Photographer Shigeo Gocho was a member of the Con-pora contemporary photography movement of the 1970s. Through the camera he spent his short life exploring the strangeness of human existence and the limits of knowing oneself and others in somber, ethereal images of children and street scenes captured with a perspective that comes across as haunted as it is haunting. Fujifilm Square hosts a retrospective small in scale but high in the quality of its selection through December 28th.

 

The Anatomy of Colors

“The Anatomy of Colors” at the Meguro Museum of Art looks at color as an expression of not just art, but archeology, anthropology, and history. Focusing on pigments used in Edo-period Ukiyo-e and Kunie-zu (artistic regional maps created for the Tokugawa shogunate), this MuPon-eligible show draws on the latest research to spotlight the technical expertise and societal influences that produced these hues, themselves a kind of cultural artifact. Ends December 18th.

 

The Grand Sengai Exhibition

Monk, poet, and artist Sengai Gibon (1750–1838) brought the teachings of Zen Buddhism to the masses with delightfully playful, sometimes puzzling abstract ink brush painting that retain their warm and light-hearted charm to this day. The Idemitsu Museum of Arts showcases its premier Sengai collection along with works from the Fukuoka Art Museum, Kyushu University, and Fukuoka’s Shofuku Temple where Sengai once served as head abbot. Through November 13th. (MuPon).

 

Yukinori Yanagi “Wandering Position”

Yukinori Yanagi is an artist you may not know but should.
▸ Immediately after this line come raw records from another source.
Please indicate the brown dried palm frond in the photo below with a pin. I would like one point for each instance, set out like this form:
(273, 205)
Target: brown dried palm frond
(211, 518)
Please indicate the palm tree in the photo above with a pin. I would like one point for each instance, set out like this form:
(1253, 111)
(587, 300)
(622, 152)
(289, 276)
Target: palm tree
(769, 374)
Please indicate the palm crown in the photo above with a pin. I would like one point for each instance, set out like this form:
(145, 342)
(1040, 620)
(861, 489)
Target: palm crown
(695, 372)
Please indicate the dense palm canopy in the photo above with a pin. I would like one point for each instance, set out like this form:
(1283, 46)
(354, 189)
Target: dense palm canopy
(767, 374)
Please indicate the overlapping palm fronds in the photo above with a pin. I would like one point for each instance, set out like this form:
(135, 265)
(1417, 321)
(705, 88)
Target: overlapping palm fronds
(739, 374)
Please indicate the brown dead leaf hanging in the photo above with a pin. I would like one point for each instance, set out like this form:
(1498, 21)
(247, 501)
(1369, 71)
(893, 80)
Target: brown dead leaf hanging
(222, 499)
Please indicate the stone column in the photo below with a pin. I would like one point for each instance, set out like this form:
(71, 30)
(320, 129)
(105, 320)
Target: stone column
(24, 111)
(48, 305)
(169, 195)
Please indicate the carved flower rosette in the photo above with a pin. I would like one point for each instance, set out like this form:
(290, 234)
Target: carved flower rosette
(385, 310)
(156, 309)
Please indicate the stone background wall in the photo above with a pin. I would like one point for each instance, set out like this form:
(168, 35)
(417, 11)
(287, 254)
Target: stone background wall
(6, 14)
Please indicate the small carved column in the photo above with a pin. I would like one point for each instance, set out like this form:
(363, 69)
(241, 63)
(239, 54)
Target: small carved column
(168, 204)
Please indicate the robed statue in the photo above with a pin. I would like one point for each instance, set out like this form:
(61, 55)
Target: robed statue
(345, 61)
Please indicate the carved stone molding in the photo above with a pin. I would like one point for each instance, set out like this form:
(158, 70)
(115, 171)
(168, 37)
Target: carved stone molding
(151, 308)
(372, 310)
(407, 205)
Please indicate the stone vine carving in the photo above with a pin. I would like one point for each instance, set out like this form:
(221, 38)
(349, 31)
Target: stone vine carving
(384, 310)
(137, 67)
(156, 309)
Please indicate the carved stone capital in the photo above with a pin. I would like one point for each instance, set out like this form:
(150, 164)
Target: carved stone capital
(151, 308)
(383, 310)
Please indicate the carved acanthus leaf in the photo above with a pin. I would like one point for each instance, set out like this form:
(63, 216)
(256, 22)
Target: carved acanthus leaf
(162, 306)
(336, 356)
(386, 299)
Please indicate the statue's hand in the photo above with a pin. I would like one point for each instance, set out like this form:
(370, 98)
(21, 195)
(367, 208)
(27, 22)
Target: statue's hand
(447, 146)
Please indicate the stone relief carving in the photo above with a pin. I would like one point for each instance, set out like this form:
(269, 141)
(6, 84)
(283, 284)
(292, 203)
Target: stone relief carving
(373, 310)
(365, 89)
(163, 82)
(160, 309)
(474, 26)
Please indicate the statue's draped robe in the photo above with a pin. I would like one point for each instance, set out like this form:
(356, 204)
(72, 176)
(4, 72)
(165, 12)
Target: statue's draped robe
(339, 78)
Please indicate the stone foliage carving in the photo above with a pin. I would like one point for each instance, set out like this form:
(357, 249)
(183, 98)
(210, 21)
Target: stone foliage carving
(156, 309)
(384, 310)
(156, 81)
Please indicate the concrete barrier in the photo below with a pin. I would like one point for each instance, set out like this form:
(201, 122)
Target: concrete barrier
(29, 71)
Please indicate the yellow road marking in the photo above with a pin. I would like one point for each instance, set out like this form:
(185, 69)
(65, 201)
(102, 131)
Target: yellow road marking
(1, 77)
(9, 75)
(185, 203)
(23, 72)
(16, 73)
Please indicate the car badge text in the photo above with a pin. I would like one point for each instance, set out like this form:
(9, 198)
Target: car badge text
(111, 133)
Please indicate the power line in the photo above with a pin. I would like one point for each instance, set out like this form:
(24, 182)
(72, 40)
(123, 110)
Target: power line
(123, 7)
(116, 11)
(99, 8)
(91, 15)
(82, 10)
He first made a name for himself at the 1993 Venice Biennale with ‘The World Flag Ant Farm,’ a series of tube-linked displays in which live arthropods burrow through layers of colored sand arranged in the designs of flags, making a scramble of national identity and reminding us of our interconnectedness. Other Yanagi works include Inujima Art Project, for which he converted a former copper refinery on the island of Inujima into an art museum and monument to Japan’s industrial modernization. “Wandering Position” at BankArt Studio NYK in Yokohama traces Yanagi’s many creative paths with pieces from some of his most famous series and new Godzilla-focused work. Through December 25th.

 

Christian BoltanskiAnimitas – Les âmes qui murmurent”

Having pursued a concern with memory, history, and the notion of the soul throughout his career, internationally famed French artist Christian Boltanski presents his first solo exhibition in Tokyo hosted at the Tokyo Metropolitan Teien Art Museum. Shifting between mediums of sculpture, painting, film, and photography over his career of some sixty years, Boltanski has continuously found new ways to conceptualize themes of presence, absence, and loss. “Animitas – Les âmes qui murmurent” (Souls Who Murmur) embodies these ideas in multimedia installations of light, shadow, and sound. Ends December 25th. (MuPon).